Peter Grimm / 16.01.2019 / 12:00 / 8 / Seite ausdrucken

Wer Hohenschönhausen nicht übernimmt

„Wer übernimmt Hohenschönhausen?“, hieß es vor ein paar Tagen an dieser Stelle. Und auch wenn man diese Frage mangels hinreichender Informationen nicht beantworten kann, ist es natürlich legitim, darüber zu spekulieren, wer der Nachfolger von Hubertus Knabe, dem entlassenen Direktor der bekannten Gedenkstätte in der ehemaligen Untersuchungshaftanstalt der Staatssicherheit werden könnte. Dass man dabei Historikerkollegen in den Blick nimmt, die sich nun kritisch zu Knabe äußern, ist ebenfalls nachvollziehbar.
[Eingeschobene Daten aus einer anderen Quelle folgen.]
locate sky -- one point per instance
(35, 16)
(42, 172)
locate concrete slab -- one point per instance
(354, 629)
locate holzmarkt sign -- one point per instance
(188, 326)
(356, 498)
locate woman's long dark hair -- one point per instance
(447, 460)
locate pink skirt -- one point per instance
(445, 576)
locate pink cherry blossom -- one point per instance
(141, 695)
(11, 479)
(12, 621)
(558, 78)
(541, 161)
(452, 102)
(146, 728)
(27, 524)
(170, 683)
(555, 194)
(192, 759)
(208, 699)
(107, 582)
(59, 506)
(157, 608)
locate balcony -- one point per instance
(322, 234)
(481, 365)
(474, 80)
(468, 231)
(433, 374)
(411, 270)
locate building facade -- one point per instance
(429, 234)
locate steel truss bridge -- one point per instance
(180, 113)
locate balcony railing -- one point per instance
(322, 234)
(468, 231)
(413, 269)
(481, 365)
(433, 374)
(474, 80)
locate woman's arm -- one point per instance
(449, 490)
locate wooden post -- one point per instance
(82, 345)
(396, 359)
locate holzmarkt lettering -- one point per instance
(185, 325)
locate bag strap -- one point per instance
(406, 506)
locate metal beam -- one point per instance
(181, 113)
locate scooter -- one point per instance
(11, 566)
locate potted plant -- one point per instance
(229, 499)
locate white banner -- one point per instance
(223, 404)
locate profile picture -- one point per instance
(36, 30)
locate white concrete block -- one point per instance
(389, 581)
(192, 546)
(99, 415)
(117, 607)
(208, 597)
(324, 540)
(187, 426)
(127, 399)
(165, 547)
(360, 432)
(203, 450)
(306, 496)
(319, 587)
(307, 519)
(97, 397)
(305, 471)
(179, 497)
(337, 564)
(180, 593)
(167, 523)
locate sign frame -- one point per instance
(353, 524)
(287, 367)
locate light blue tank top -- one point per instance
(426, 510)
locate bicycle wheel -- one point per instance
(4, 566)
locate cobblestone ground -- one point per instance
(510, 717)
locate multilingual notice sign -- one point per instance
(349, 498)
Doch wenn man dabei das Missfallen an der Knabe-Entlassung noch einmal über den Umweg eines Angriffs auf Knabe-Kritiker kommunizieren möchte, vergaloppiert man sich. Auf die umstrittene Abberufung und Entlassung von Hubertus Knabe will ich hier nicht noch einmal näher eingehen. Unabhängig von dem Vorgang sollte man akzeptieren, dass es auch schon lange vor dem aktuellen Streit Kritiker des einstigen Gedenkstätten-Direktors gab. Und unabhängig davon, was man von ihrer Kritik hält, ist es falsch, diese Kritiker jetzt zu „Konjunkturrittern“ zu erklären.

Grautöne und Mitläufer

Beispielsweise Dr. Ilko-Sascha Kowalczuk, zu dem es im Beitrag auf Achgut.com heißt:

„In der marxistischen Jungen Welt las man dazu Ende Oktober: ‚Hubertus Knabe ist weg. Das heißt auch: In der Gedenkstätte Berlin-Hohenschönhausen ist ein Posten frei. Das erste Bewerbungsschreiben ist eingegangen und am Dienstag im Feuilleton der Süddeutschen Zeitung veröffentlicht worden. Abgeschickt hat es der Historiker Ilko-Sascha Kowalczuk.‘ Der wolle ‚Grautöne‘ in der Aufarbeitung. Verbalisiert: „Die SED und gerne auch die ganzen ‚Mitläufer‘ gehören mit in die Pfanne gehauen. Es sei eine ‚schreiende Ungerechtigkeit‘, schreibt Kowalczuk in der SZ, dass ‚eine Institution, das Ministerium für Staatssicherheit, zum Beelzebub erklärt wurde‘. Knabe habe „geschichtspädagogische Überwältigungsstrategie“ betrieben. ‚Eine Folge: ‚Chemnitz‘. Faschoaufmärsche in Sachsen, weil bisher nicht richtig ‚aufgearbeitet‘ wurde? Hier will jemand nach oben.‘ Jou, so oder so ähnlich wird’s wohl laufen.“

Die Junge Welt ist aber keine seriöse Quelle. Und Kowalczuk dürfte bei den Genossen kaum weniger unbeliebt sein als Knabe. Insofern ist es nur denunziatorische Häme, mit der der Autor der Jungen Welt den Zwist zweier Gegner genießt.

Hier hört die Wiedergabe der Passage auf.